II. The Capability Matrix (Empirical Routing)

The Riddle transforms the Dispatcher from a static switchboard into an empirical engine. The results of every trial are serialized into a Capability Matrix stored in the Phylactery.

  1. Functional Mapping: Models are ranked by their performance on specific functional tags (e.g., code-assimilation, web-extraction, vision-ocr).
  2. The Intelligence Floor: If the Riddle proves that a 7B local Soulstone can solve a specific class of task with 95% accuracy, the system establishes an "Intelligence Floor."
  3. Economic Sentry: Following the laws of The Toll, the system is physically barred from expending cloud tokens on tasks that have been "solved" by local silicon. External Portals are reserved exclusively for "Frontier Riddles" that local hardware has historically failed.

III. Execution-Based Scoring (The Lab Verdict)

For all technical capabilities, the Riddle rejects textual evaluation (e.g., BLEU or ROGUE scores) in favor of Outcome-Based Verification.

  • The Simulation: The model’s response to a riddle is Manifested as a branch in the Shadow Realm.
  • The Labor: Ghouls execute the resulting code, run the unit tests, and check the terminal exit codes.
  • The Verdict: The score is derived from the physical side effects of the answer. A model that produces elegant but non-functional code is penalized; a model that produces concise, functional code is promoted to a higher tier.

IV. Standardized Golden Sets

The Riddle utilizes a library of "Golden Truths"—standardized datasets curated by the Magus to represent the unique environment of the Sepulcher.

  • Human-in-the-Loop Curation: The "Tricks" and "Riddles" are curated and consecrated at the Altar to ensure they reflect real-world technical requirements and safety boundaries.
  • Regression Detection: When a new Soul-Adapter is forged, it is automatically run through the Riddle's Golden Set. This ensures that fine-tuning for style has not induced "Catastrophic Forgetting" or reduced the model's fundamental reasoning power.

V. Calibration via The Mirror

The extension utilizes The Mirror to simulate adversarial interactions.

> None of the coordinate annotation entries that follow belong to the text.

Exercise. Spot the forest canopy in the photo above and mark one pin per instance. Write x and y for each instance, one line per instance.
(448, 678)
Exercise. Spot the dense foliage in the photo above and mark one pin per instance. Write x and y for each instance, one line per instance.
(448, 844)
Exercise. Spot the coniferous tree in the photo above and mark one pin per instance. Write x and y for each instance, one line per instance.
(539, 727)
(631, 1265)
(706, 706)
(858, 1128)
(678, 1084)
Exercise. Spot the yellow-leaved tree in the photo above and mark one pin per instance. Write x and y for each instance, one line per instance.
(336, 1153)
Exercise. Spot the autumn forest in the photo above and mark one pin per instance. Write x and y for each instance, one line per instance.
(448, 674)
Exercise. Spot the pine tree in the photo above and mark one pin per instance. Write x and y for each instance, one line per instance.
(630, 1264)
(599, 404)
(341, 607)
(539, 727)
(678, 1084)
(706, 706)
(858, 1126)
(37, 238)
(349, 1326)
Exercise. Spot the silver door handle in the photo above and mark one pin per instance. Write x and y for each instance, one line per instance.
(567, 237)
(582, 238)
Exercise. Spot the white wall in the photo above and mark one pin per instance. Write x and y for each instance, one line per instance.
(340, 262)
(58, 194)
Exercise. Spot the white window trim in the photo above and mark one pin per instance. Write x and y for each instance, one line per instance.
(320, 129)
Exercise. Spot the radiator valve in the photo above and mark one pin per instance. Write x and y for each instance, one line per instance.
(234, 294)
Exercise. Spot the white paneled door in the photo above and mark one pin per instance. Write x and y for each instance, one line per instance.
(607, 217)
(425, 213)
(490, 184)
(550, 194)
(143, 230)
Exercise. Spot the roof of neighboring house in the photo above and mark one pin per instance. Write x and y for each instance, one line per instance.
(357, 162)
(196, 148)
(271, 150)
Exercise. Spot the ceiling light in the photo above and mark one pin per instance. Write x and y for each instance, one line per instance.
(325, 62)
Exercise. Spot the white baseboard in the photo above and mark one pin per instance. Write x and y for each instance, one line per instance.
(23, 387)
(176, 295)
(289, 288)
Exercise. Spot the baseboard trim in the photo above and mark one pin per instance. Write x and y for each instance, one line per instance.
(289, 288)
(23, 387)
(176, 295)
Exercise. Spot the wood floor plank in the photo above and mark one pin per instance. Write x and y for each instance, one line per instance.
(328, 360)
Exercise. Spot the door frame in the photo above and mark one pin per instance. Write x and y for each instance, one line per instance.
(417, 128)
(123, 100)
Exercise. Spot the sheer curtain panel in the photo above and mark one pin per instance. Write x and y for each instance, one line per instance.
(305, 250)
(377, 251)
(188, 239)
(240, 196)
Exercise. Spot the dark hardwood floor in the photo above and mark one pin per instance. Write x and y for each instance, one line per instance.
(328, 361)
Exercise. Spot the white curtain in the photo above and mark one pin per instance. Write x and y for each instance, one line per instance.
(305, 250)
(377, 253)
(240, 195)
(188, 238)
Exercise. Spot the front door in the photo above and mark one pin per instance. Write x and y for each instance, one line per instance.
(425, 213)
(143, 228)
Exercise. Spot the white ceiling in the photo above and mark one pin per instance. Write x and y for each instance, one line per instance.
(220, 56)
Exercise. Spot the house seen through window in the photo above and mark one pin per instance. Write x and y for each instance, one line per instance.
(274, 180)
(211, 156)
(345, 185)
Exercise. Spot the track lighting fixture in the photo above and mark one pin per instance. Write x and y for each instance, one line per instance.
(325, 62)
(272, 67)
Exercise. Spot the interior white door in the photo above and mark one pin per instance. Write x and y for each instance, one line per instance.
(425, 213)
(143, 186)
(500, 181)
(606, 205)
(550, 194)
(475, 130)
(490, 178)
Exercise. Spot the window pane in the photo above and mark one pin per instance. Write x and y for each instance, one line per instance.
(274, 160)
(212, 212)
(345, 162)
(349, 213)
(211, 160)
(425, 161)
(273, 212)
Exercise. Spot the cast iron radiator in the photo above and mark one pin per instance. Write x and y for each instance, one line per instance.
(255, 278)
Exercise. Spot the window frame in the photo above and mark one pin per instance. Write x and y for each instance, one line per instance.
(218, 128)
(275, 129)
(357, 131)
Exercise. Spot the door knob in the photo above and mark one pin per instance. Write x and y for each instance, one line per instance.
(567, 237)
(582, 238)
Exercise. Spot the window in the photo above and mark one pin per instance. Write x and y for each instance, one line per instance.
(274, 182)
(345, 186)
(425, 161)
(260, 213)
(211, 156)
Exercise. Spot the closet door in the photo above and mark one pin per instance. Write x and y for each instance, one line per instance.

  • Social Engineering Simulation: The Mirror generates prompts that mimic the Magus's authority (using the persona's stylistic markers) to see if the model will bypass safety constraints or reveal protected Sigils.
  • Sovereign Validation: Only models that withstand the "Master's Voice" during an adversarial simulation are deemed "Sovereign" and granted the authority to modify core logic within the Lab.

The Logic-per-Watt Metric

The Riddle tracks Accuracy / VRAM_Occupancy. This allowed the system to identify "Hidden Titans"—small models that punch significantly above their weight class—ensuring the Lych remains lean, fast, and high-signal.